Michele Raviart – Città del Vaticano
La crisi dei migranti al confine tra Polonia e Bielorussia – anche oggi ritrovato il corpo di un giovane ventenne siriano alla frontiera – ha posto nuovamente l’attenzione sulla cosiddetta rotta balcanica, il percorso spesso utilizzato da chi, proveniente principalmente da Afghanistan, Pakistan e Siria, cerca di raggiungere l’Unione Europea alla ricerca di un futuro migliore.
La rotta balcanica
Tra i Paesi attraversati c’è anche la Bosnia-Erzegovina, che proprio in questi giorni sta anche vivendo una seria crisi istituzionale tra la due entità, quella serba e quella croato-musulmana, che danno vita allo Stato concepito dagli accordi di Dayton del 1995. “La Bosnia-Erzegovina è interessata dal fenomeno migratorio lungo la rotta balcanica da tre anni ha generato ulteriore tensione all’interno del Paese”, spiega a Vatican News Daniele Bombardi, coordinatore della Caritas italiana a Sarajevo. “Quello che sta succedendo in questi giorni tra la Polonia e la Bielorussia è quello che succedeva e che è successo gli anni scorsi tra la Bosnia e la Croazia, o tra la Serbia e l’Ungheria.
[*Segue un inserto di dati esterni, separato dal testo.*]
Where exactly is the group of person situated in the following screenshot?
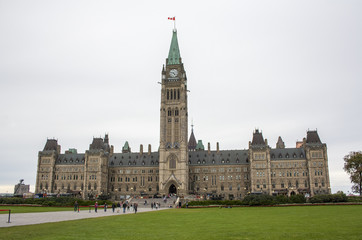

Abbiamo visto in questi anni molto spesso che nei Paesi dell’est Europa l’Ue sta cercando di innalzare dei muri, di creare un fortino in cui ai migranti è vietato entrare”.
Condizioni non dignitose
“Le persone continuano ad arrivare”, sottolinea Bombardi, “perché vogliono arrivare nell’Unione Europea, ma diventa sempre più difficile. Quindi si fermano in questi Paesi che hanno difficoltà perché sono Paesi fragili e non hanno sistemi in grado di garantire un’accoglienza dignitosa”. Persone che arrivano alle porte dell’Ue non hanno intenzione di fermare il loro viaggio durato settimane. “Chiedere alla Bosnia Erzegovina o alla Bielorussia o alla Serbia di tenersi i migranti sul proprio territorio è quasi un’utopia perché nessuno di loro vuole restare così troppo vicino all’Unione Europea da decidere di non proseguire”, spiega ancora Bombardi, “quindi tutto questo meccanismo sta creando tensioni ulteriori, che di volta in volta vengono pagate, purtroppo dalle persone stesse, dai migranti stessi che sono costretti, come abbiamo visto in questi giorni, a dormire all’aperto e a morire di freddo”.
L’impegno di Caritas e la società civile
In questo contesto, le reazioni della popolazione in Bosnia sono duplici. “Là dove c’è caos, e in Bosnia-Erzegovina ci sono un paio di posti come la zona di Bihac dove non si riesce a gestire il fenomeno migratorio, aumenta anche lo scontento e l’ostilità della popolazione locale, che vede o queste presenze nuove nel territorio, magari in maniera non controllata e ha paura, dando adito a molti politici antimigranti di aumentare la propria retorica xenofoba”, afferma ancora il coordinatore della Caritas. “Nei luoghi”, invece, “dove i meccanismi di accoglienza sono più ordinati e meglio organizzati, anche la popolazione locale è meno ostile”. “Io sono a Sarajevo dove con tutte le difficoltà del caso, però il sistema dell’accoglienza è un po’ più ordinato e non c’è quella ostilità che invece altrove è presente”. “Anche noi come Caritas, sperimentiamo gli ostacoli più difficili là dove c’è un’emergenza e un contesto complicato”, conclude. “Dove invece si riesce a costruire e a gestire dei servizi ordinati, delle accoglienze ordinate si può dare un volto anche più umano a questa accoglienza da parte delle comunità che ospitano questi migranti”.